Analyzing the Bay Area Commute Network with Geopandas and Networkx

February 12, 2021

Hi everyone! I'm one of the D-Lab Data Science Fellows that joined the D-Lab this year. I'm in my second semester of the MCP/MS (City Planning / Transportation Engineering) program. My academic background is actually in Physics, and I've been doing research on radiation detection in urban areas before deciding to come back to school. I hope to bring my physics background and computational skills to the field of urban planning, to better understand and model urban/regional systems using complex systems and computational methods, and to bridge the divide between data science and the social sciences. I'm also very interested in the emergence and evolution of social complexity, urbanism, and regional systems/networks of cities.

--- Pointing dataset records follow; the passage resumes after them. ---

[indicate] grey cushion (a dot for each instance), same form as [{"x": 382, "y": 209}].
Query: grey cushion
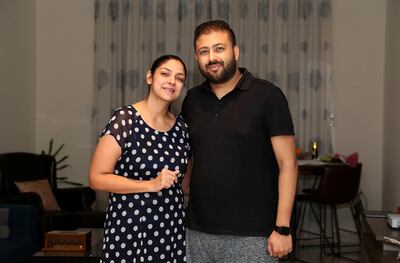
[{"x": 4, "y": 229}]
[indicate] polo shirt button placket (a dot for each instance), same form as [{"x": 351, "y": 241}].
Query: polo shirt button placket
[{"x": 219, "y": 106}]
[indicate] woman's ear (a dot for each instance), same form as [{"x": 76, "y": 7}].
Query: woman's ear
[{"x": 149, "y": 78}]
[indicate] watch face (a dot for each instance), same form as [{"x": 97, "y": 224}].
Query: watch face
[{"x": 283, "y": 230}]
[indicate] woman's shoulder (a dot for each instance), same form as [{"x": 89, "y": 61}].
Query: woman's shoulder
[{"x": 181, "y": 122}]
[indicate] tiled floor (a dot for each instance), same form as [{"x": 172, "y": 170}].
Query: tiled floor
[{"x": 312, "y": 254}]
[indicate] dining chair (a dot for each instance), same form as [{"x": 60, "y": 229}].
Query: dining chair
[{"x": 338, "y": 185}]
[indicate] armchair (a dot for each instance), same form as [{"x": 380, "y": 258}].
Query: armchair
[
  {"x": 23, "y": 236},
  {"x": 75, "y": 203}
]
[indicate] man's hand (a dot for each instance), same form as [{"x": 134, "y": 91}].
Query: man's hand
[
  {"x": 165, "y": 179},
  {"x": 279, "y": 245}
]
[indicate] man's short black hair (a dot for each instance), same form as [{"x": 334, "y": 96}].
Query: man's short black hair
[{"x": 214, "y": 25}]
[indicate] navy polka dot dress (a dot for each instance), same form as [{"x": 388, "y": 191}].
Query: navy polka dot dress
[{"x": 146, "y": 227}]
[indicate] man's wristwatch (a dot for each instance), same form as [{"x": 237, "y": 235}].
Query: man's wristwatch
[{"x": 282, "y": 230}]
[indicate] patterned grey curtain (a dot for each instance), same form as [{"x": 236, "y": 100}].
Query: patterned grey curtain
[{"x": 285, "y": 41}]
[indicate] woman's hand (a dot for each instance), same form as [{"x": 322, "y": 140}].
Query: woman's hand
[{"x": 165, "y": 179}]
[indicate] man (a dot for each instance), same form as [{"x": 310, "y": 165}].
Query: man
[{"x": 244, "y": 172}]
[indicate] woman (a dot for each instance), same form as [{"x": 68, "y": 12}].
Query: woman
[{"x": 140, "y": 159}]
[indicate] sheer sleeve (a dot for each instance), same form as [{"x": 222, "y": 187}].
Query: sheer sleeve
[{"x": 120, "y": 126}]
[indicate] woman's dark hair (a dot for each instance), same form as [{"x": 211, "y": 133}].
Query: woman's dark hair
[
  {"x": 161, "y": 60},
  {"x": 214, "y": 25}
]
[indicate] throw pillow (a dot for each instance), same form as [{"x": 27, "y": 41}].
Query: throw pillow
[
  {"x": 4, "y": 229},
  {"x": 42, "y": 188}
]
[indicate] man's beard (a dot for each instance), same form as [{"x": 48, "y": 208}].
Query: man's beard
[{"x": 227, "y": 72}]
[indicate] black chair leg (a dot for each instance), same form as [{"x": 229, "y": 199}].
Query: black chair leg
[{"x": 336, "y": 223}]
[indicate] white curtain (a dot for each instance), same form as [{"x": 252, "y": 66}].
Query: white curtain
[{"x": 285, "y": 41}]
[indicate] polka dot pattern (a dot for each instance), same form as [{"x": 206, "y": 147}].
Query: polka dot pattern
[{"x": 146, "y": 227}]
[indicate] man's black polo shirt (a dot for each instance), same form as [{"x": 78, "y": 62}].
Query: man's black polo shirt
[{"x": 234, "y": 183}]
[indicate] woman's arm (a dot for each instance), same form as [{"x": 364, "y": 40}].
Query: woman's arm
[
  {"x": 186, "y": 178},
  {"x": 102, "y": 177}
]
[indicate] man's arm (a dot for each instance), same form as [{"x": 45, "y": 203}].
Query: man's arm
[{"x": 284, "y": 149}]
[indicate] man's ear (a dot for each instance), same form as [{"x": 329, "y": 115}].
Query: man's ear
[
  {"x": 149, "y": 78},
  {"x": 236, "y": 52}
]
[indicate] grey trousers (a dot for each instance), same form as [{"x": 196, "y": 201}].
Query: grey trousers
[{"x": 207, "y": 248}]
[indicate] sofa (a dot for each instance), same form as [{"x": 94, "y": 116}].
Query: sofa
[
  {"x": 30, "y": 178},
  {"x": 19, "y": 232}
]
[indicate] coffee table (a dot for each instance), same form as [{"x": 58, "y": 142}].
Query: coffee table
[{"x": 93, "y": 255}]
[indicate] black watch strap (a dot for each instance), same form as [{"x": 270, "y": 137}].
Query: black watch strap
[{"x": 283, "y": 230}]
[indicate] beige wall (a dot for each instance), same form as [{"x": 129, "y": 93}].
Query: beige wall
[
  {"x": 391, "y": 163},
  {"x": 358, "y": 70},
  {"x": 17, "y": 75},
  {"x": 65, "y": 70}
]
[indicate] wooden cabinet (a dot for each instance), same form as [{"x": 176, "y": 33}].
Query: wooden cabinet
[{"x": 373, "y": 230}]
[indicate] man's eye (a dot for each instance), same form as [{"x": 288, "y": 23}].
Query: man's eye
[{"x": 203, "y": 52}]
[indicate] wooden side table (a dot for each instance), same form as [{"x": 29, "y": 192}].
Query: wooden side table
[{"x": 373, "y": 230}]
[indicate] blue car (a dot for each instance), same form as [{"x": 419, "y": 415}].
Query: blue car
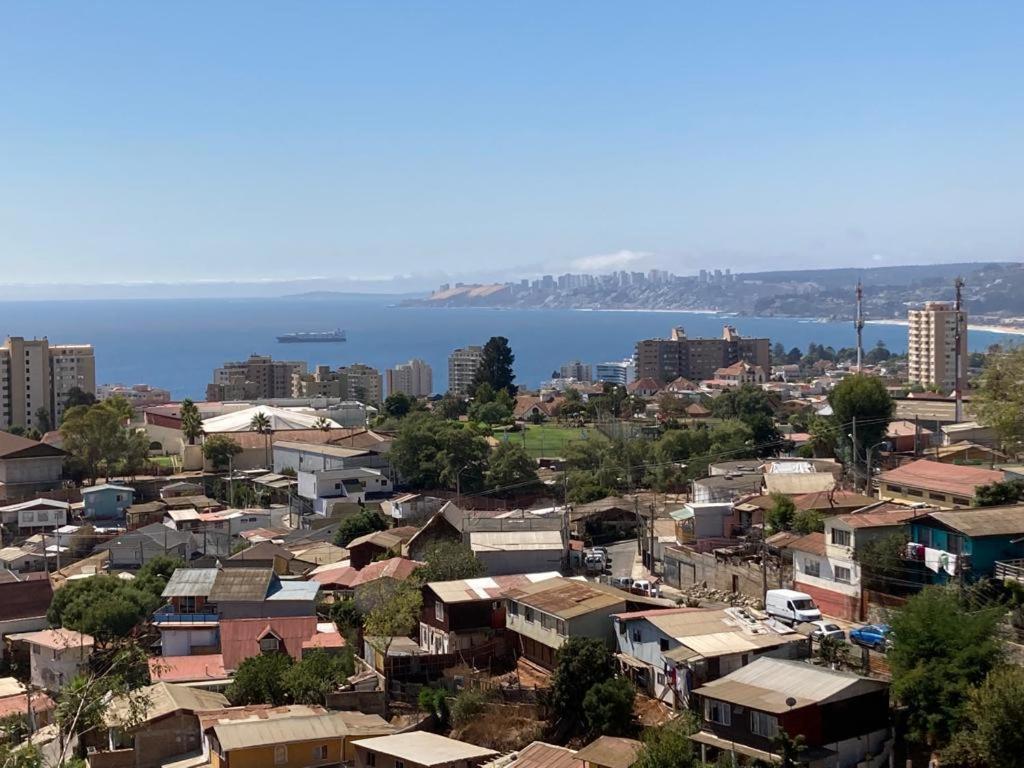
[{"x": 875, "y": 636}]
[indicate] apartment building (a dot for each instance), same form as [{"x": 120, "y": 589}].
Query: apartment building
[
  {"x": 355, "y": 382},
  {"x": 463, "y": 365},
  {"x": 414, "y": 378},
  {"x": 35, "y": 375},
  {"x": 696, "y": 359},
  {"x": 260, "y": 377},
  {"x": 932, "y": 345}
]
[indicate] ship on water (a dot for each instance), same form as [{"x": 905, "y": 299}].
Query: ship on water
[{"x": 312, "y": 337}]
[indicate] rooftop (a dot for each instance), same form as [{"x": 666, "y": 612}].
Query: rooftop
[
  {"x": 951, "y": 478},
  {"x": 424, "y": 749}
]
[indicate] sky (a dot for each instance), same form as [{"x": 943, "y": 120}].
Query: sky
[{"x": 346, "y": 143}]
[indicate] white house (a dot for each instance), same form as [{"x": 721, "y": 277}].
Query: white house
[
  {"x": 57, "y": 655},
  {"x": 823, "y": 563}
]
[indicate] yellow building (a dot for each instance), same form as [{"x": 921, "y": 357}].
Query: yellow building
[{"x": 299, "y": 741}]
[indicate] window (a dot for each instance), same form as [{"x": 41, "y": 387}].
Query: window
[
  {"x": 841, "y": 538},
  {"x": 717, "y": 712},
  {"x": 764, "y": 725}
]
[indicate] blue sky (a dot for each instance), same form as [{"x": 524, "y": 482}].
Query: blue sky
[{"x": 204, "y": 141}]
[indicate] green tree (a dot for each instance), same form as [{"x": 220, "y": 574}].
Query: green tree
[
  {"x": 363, "y": 522},
  {"x": 991, "y": 734},
  {"x": 218, "y": 450},
  {"x": 311, "y": 679},
  {"x": 397, "y": 404},
  {"x": 581, "y": 664},
  {"x": 940, "y": 650},
  {"x": 512, "y": 468},
  {"x": 260, "y": 423},
  {"x": 781, "y": 513},
  {"x": 260, "y": 680},
  {"x": 998, "y": 398},
  {"x": 496, "y": 366},
  {"x": 862, "y": 397},
  {"x": 999, "y": 494},
  {"x": 669, "y": 745},
  {"x": 607, "y": 708},
  {"x": 448, "y": 561}
]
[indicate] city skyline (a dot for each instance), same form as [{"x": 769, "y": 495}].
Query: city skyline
[{"x": 357, "y": 143}]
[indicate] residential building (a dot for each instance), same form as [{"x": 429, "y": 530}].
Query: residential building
[
  {"x": 463, "y": 365},
  {"x": 610, "y": 752},
  {"x": 935, "y": 483},
  {"x": 415, "y": 378},
  {"x": 843, "y": 718},
  {"x": 312, "y": 740},
  {"x": 139, "y": 395},
  {"x": 547, "y": 613},
  {"x": 168, "y": 726},
  {"x": 418, "y": 750},
  {"x": 823, "y": 563},
  {"x": 667, "y": 359},
  {"x": 57, "y": 656},
  {"x": 463, "y": 613},
  {"x": 35, "y": 375},
  {"x": 28, "y": 467},
  {"x": 932, "y": 345},
  {"x": 258, "y": 378},
  {"x": 669, "y": 652},
  {"x": 107, "y": 501},
  {"x": 970, "y": 544},
  {"x": 615, "y": 372},
  {"x": 24, "y": 602},
  {"x": 576, "y": 370},
  {"x": 504, "y": 552}
]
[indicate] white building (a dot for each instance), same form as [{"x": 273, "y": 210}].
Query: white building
[
  {"x": 463, "y": 365},
  {"x": 414, "y": 378},
  {"x": 616, "y": 372}
]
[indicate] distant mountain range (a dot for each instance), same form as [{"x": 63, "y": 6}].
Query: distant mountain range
[{"x": 993, "y": 291}]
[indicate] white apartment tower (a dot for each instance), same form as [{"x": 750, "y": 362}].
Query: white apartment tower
[
  {"x": 35, "y": 375},
  {"x": 414, "y": 378},
  {"x": 932, "y": 344},
  {"x": 463, "y": 365}
]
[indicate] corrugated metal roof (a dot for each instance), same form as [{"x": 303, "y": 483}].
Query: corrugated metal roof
[
  {"x": 425, "y": 749},
  {"x": 190, "y": 583},
  {"x": 241, "y": 584},
  {"x": 486, "y": 541},
  {"x": 766, "y": 683},
  {"x": 244, "y": 734}
]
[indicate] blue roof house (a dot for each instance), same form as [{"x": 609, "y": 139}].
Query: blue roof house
[
  {"x": 972, "y": 544},
  {"x": 107, "y": 502}
]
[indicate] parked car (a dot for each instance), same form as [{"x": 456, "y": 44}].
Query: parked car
[
  {"x": 791, "y": 606},
  {"x": 826, "y": 629},
  {"x": 877, "y": 636}
]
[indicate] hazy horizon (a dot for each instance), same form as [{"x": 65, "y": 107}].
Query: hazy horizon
[{"x": 346, "y": 143}]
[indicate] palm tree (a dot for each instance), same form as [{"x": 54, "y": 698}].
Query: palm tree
[
  {"x": 261, "y": 423},
  {"x": 192, "y": 422}
]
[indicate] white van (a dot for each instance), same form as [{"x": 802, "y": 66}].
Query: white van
[{"x": 791, "y": 606}]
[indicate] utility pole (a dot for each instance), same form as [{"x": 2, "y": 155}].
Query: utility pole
[
  {"x": 957, "y": 337},
  {"x": 858, "y": 324}
]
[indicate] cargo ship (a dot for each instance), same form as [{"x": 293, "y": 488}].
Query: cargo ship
[{"x": 312, "y": 336}]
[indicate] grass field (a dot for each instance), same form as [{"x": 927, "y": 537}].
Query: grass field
[{"x": 550, "y": 440}]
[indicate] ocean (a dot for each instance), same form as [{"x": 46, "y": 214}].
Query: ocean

One of my projects has been to look into the commuting patterns of the Bay Area. The project was inspired by this paper (https://journals.plos.org/plosone/article?id=10.1371/journal.pone.0166083) by Dash Nelson and Rae, who ran a network clustering algorithm on the commuting network of the United States to partition (divide up) the lower 48 states of the US into commuter sheds surrounding each major city or region. They visualized their results in figures like the following one...

Figure from Dash Nelson and Rae (2016):  (missing figure) 

5-year averages of commuter data for each census tract in the US are publicly available and can be pulled from the American Community Survey (ACS) done by the Census Bureau. The Dash Nelson and Rae paper actually provides the 2005-2010 data in parsed shapefiles so you don't have to pull the data directly from the US Census databases.

With python and the geopandas package, one can easily load geographical data into a DataFrame structure and browse using Jupyter(Lab) Notebooks. The data can also then be parsed using the networkx package into a graph/network, which would allow you to easily investigate network properties of the commuter flows between census tracts.

I'm hoping that this research would be able to lead us to divide the Bay Area into service areas for transit agencies that make more sense than the current ones. (Did you know that there are currently 27 transit agencies that serve the 9-county Bay Area?) It could also tell us how to better draw boundaries for fare zones, which is the fare-unifying mechanism suggested by Seamless Bay Area under their new Integrated Transit Fares proposal (https://www.seamlessbayarea.org/integrated-fare-vision).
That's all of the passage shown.